Speaker
Description
The full exchange of the ITER divertor is performed with the Divertor Remote Handling System during ITER long-term maintenance campaigns. Access to the vessel is possible through the lower maintenance port. The size of the port is highly constrained, therefore, high power density actuation systems are required to lift and transport the 10-tonne cassette assemblies in and out the vessel. It has been found that water-hydraulics can deliver the required power and tracking accuracy.

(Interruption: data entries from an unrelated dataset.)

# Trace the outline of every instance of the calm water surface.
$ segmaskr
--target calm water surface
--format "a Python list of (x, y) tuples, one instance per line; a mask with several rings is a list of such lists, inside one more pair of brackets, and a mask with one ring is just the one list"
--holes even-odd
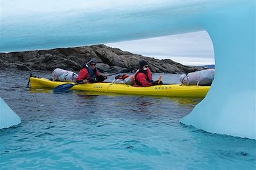
[(179, 123), (202, 98), (57, 94), (26, 88), (29, 72), (0, 71), (1, 97), (22, 119), (0, 130), (0, 169), (256, 169), (255, 140)]

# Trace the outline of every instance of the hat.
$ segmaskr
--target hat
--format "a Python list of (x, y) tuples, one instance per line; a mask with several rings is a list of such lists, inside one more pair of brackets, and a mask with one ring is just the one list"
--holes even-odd
[(87, 64), (89, 64), (90, 62), (95, 62), (97, 63), (97, 60), (95, 58), (90, 59), (90, 60), (87, 62)]
[(141, 60), (140, 62), (140, 69), (142, 69), (142, 68), (148, 65), (148, 63), (145, 60)]

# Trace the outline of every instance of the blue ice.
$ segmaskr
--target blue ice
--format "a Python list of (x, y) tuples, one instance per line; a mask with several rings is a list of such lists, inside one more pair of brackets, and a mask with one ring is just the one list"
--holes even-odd
[(254, 0), (1, 0), (0, 51), (206, 30), (214, 48), (214, 81), (206, 97), (180, 122), (209, 132), (256, 139), (255, 9)]

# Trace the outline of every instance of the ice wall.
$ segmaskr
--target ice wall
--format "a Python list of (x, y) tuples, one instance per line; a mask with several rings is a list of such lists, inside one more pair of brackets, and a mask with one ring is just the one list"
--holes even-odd
[(8, 128), (20, 123), (20, 118), (0, 97), (0, 129)]
[(210, 132), (256, 138), (255, 0), (0, 1), (1, 52), (207, 30), (214, 48), (214, 82), (180, 121)]
[[(205, 16), (216, 77), (206, 97), (180, 122), (212, 133), (256, 138), (255, 5)], [(207, 18), (207, 19), (206, 19)]]

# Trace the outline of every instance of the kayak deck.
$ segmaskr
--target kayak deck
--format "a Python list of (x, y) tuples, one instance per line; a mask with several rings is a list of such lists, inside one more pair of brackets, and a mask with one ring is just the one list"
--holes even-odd
[[(30, 77), (31, 88), (54, 89), (68, 81), (53, 81), (43, 78)], [(136, 87), (130, 85), (113, 83), (95, 83), (79, 84), (71, 90), (85, 90), (122, 94), (146, 95), (172, 97), (205, 97), (211, 86), (183, 85), (180, 84), (159, 85), (150, 87)]]

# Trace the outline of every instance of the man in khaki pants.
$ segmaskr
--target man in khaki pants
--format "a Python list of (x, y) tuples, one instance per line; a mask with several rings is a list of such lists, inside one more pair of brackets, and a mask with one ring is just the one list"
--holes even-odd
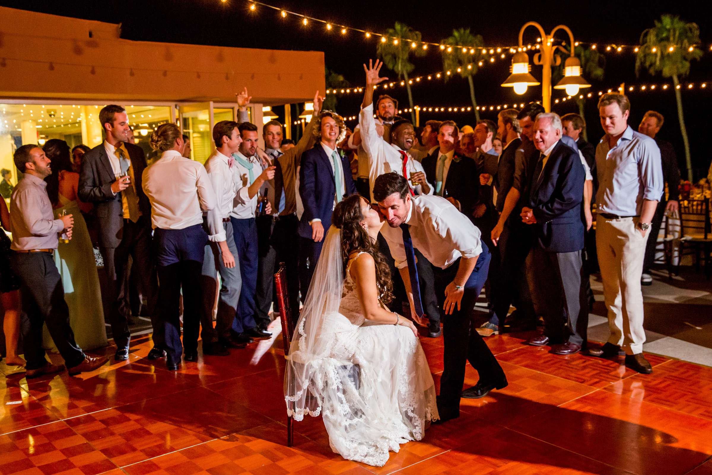
[(640, 276), (650, 223), (663, 192), (660, 150), (655, 140), (628, 125), (630, 103), (604, 94), (598, 103), (606, 135), (596, 147), (598, 204), (596, 248), (611, 335), (595, 356), (625, 351), (625, 365), (652, 372), (643, 356), (643, 294)]

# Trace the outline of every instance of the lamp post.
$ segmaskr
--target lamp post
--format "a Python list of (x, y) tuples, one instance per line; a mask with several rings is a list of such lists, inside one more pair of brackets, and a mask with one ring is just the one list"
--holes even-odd
[[(535, 26), (541, 34), (541, 46), (538, 53), (534, 55), (534, 63), (543, 66), (542, 82), (539, 83), (529, 71), (531, 71), (531, 66), (529, 64), (529, 56), (523, 46), (523, 37), (524, 30), (527, 26)], [(565, 48), (560, 46), (553, 46), (554, 33), (557, 30), (562, 29), (569, 33), (569, 39), (571, 40), (571, 51), (567, 51)], [(519, 52), (512, 57), (512, 73), (507, 78), (507, 80), (502, 83), (505, 88), (513, 88), (517, 94), (523, 94), (527, 91), (530, 85), (539, 85), (542, 84), (542, 100), (544, 110), (546, 112), (551, 111), (551, 66), (561, 64), (561, 58), (555, 56), (557, 48), (560, 48), (565, 53), (570, 53), (570, 56), (566, 59), (564, 63), (564, 78), (554, 86), (555, 89), (565, 89), (566, 93), (569, 95), (575, 95), (578, 93), (581, 88), (590, 88), (591, 85), (581, 77), (581, 62), (574, 55), (574, 35), (571, 30), (565, 25), (555, 26), (551, 33), (547, 36), (544, 28), (536, 21), (528, 21), (522, 26), (519, 31)]]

The ambient temperature within the divertor area is around 50°C, which tends to be at the upper limit of allowed temperature range for water hydraulic components. Cooling hydraulic fluid below this with traditional methods is practically impossible. In this study, heat management of two water-hydraulic powered systems were considered, namely Cassette Toroidal Mover (CTM) and Cassette Multifunctional Mover (CMM). Hydraulic power for the CTM cannot be externally supplied as the umbilical connecting CTM to the outer world is packed with electric wires for motors and control as is. Therefore, the Hydraulic Power Unit (HPU) needs to be situated within the CTM chassis. Power for the CMM hydraulics is supplied from the transfer cask used for transporting plant components and maintenance equipment between divertor area and the hot cell. It is practically the only place the HPU can be housed in. Hence, a project to develop and analyse heat management methods for the Movers was undertaken.
Multiple heat management methods were devised and analysed. Their pros and cons were weighed against each other and the best solutions for these particular cases were selected after trade-off analyses. As a result, rather a traditional fluid/air heat management solution was selected for the CMM and a solution which includes no dedicated cooling was selected for the CTM. Whether the solutions suggested herein are applicable to other ITER systems is discussed.